Class HashingTrainer<T extends Output<T>>

java.lang.Object
org.tribuo.hash.HashingTrainer<T>
Type Parameters:
T - The type of Output this trainer works with.
All Implemented Interfaces:
com.oracle.labs.mlrg.olcut.config.Configurable, com.oracle.labs.mlrg.olcut.provenance.Provenancable<TrainerProvenance>, Trainer<T>

public final class HashingTrainer<T extends Output<T>> extends Object implements Trainer<T>
A Trainer which hashes the Dataset before the Model is produced. This means the model does not contain any feature names, only one way hashes of names.

It wraps another Trainer which actually performs the training.

  • Constructor Details

  • Method Details

    • train

      public Model<T> train(Dataset<T> dataset, Map<String, com.oracle.labs.mlrg.olcut.provenance.Provenance> instanceProvenance)
      This clones the Dataset, hashes each of the examples and rewrites their feature ids before passing it to the inner trainer.

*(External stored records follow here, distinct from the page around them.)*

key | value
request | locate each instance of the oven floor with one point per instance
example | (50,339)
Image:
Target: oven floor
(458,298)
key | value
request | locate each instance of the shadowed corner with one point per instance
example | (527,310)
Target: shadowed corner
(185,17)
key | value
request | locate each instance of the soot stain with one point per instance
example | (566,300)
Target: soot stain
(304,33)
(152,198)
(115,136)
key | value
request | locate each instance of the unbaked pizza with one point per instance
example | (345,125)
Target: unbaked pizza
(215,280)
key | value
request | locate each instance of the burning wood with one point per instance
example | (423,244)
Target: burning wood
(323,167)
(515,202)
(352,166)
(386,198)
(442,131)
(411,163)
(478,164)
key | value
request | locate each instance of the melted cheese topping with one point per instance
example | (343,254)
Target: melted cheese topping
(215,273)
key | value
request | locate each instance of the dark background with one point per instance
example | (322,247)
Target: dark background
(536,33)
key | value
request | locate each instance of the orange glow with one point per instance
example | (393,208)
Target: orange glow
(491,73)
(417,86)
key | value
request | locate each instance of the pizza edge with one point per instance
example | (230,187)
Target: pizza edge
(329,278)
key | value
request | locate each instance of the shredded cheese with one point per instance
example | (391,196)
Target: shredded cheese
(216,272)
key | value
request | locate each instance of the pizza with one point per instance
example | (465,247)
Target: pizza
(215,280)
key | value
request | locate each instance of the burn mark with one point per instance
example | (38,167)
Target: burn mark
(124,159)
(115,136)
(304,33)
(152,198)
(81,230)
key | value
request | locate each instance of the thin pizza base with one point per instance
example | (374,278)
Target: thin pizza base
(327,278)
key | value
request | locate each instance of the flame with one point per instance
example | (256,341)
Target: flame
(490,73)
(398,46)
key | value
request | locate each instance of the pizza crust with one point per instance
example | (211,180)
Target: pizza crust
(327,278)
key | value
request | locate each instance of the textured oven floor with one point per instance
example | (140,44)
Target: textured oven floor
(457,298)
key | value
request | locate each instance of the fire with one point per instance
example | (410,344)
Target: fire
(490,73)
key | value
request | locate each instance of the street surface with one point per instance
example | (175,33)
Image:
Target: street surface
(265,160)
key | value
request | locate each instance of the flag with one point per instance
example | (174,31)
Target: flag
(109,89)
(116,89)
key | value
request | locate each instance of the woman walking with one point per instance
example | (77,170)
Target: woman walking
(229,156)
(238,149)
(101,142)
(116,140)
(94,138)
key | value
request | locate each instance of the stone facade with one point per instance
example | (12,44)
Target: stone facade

      This ensures the Trainer sees the data after the collisions, and thus builds the correct size data structures.

      Specified by:
      train in interface Trainer<T extends Output<T>>
      Parameters:
      dataset - The input dataset.
      instanceProvenance - Provenance information specific to this execution of train (e.g., cross validation fold number).
      Returns:
      A trained Model.
    • getInvocationCount

      public int getInvocationCount()
      Description copied from interface: Trainer
      The number of times this trainer instance has had it's train method invoked.

      This is used to determine how many times the trainer's RNG has been accessed to ensure replicability in the random number stream.

      Specified by:
      getInvocationCount in interface Trainer<T extends Output<T>>
      Returns:
      The number of train invocations.
    • getProvenance

      Specified by:
      getProvenance in interface com.oracle.labs.mlrg.olcut.provenance.Provenancable<T extends Output<T>>